Deciding on a sample size: How much data is enough?

The goal of assessing program learning outcomes is to inform potential improvements to the program, for the benefit of future students. So when we draw conclusions based on these assessments, we are generalizing from a sample of current students to the population of students who could potentially enroll in the program in the near future. Ultimately, your goal should be to gather a sample that will provide strong enough evidence to justify potential changes to your program – acknowledging that costlier changes require a bigger sample size and higher standard of evidence.

Practical sampling strategies

Here are some sampling strategies to consider, taking into account the size of your academic program. The sample sizes suggested here would be appropriate to inform moderately time-consuming programmatic changes. A more in-depth rationale behind the suggested sample sizes can be found at the bottom of this page.

Program ContextSampling Strategy
Smaller programs (<10 graduates per year) Programs with small numbers of graduates each year are best served by sampling all student work from a given assignment over a four-year span, aiming for a sample of 30-40 pieces of student work.
Larger programs (>10 graduate per year)

Simple random sampling: this strategy involves defining a “sampling frame” – i.e., all the student work from a given assignment that addresses an outcome over a given time frame – and then randomly choosing a sample from that body of student work. For example, a program might have a capstone research paper assignment that addresses a written communication outcome, with 60 senior papers available from the past two years. From these 60 papers, faculty might select a simple random sample of 30-40.

Stratified random sampling: Larger programs that have access to data on students’ demographic characteristics and/or academic performance may want to take stratified random samples of student work. With this approach, step one is grouping students into categories – e.g., by race/ethnicity, or by tiers defined by GPA – and step two is drawing random samples from each category, such that they add up to the desired total sample size. Depending on the goals of the assessment, these samples could be drawn two different ways:

  • Proportional sampling: the amount of student work drawn from each category is proportional to the relative size of the category – e.g., if 40% of seniors in a program identify as male, then 40% of work included in the final sample will come from male students. The advantage of proportional sampling is that it reduces the variance in assessment results due to the categories used (such a race/ethnicity).
  • Oversampling: the number of samples drawn from some categories is disproportionately large compared to their size. Programs may want to oversample, for instance, when assessing the learning of students from minoritized groups who make up a relatively small proportion of the program’s population.

If your program decides to take a stratified random sampling approach, please reach out to our office at assessment@lmu.edu and we can provide guidance on constructing these samples.

Rationale behind sample sizes: Margin of error

When considering how big this sample should be, consider the overall question that guides the inquiry, and how the results will be applied. If you are planning a programmatic overhaul, then you’ll probably want a larger sample with a lower margin of error. (The margin of error represents the degree of uncertainty in a quantitative estimate – such as the percentage of students meeting a program’s standards for an outcome – due to sampling from a larger population. A useful tutorial and calculator for the margin of error can be found here.) For all but the largest programs, in practice this would mean gathering work from all or most graduating seniors over the course of several years.
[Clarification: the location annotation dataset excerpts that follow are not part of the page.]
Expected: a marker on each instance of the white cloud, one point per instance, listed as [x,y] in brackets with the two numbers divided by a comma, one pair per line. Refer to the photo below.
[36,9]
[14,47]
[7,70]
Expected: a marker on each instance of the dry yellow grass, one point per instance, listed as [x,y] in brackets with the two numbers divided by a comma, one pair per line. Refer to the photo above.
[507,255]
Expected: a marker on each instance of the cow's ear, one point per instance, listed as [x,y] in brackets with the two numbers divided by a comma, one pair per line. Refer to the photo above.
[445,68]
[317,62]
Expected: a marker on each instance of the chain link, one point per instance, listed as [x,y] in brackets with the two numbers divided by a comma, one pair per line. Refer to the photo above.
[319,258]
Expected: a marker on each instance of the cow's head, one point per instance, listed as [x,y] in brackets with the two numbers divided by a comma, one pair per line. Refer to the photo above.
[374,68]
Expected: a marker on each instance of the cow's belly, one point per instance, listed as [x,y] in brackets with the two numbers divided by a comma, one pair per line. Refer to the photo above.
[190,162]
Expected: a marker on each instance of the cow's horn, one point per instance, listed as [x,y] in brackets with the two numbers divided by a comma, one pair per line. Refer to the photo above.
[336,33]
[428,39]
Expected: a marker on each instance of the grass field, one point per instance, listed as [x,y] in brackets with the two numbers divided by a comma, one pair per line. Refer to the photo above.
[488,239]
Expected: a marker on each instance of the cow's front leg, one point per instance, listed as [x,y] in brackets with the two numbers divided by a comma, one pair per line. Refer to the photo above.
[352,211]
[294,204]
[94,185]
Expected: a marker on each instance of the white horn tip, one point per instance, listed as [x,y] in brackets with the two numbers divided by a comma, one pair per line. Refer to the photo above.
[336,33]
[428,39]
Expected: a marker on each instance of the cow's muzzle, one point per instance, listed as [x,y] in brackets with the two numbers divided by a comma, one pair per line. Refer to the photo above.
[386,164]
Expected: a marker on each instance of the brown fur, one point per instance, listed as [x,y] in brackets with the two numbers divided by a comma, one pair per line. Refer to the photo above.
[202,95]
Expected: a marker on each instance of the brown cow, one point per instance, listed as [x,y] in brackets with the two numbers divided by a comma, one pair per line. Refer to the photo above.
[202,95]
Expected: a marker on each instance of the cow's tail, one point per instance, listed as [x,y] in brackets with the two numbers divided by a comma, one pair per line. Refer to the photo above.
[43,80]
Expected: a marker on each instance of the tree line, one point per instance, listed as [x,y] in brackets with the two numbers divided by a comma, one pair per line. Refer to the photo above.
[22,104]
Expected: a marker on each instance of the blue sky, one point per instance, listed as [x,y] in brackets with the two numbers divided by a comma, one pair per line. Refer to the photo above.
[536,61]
However, the larger the sample, the greater the commitment of time required from faculty. A smaller sample – e.g., 30 pieces of student work – is acceptable if the results will be used to inform minor curricular adjustments. For smaller programs that have fewer than 10 students per cohort, a good practice is to gather direct evidence from all seniors over a three- or four-year span. And regardless of the size of the program, quantitative statistics (e.g., the percentage of student projects scoring at least proficient on a dimension of an outcome, or an average score on such a dimension) are best used in combination with qualitative evidence regarding student experiences and teaching approaches in the program, which can illuminate the practices underlying student performance.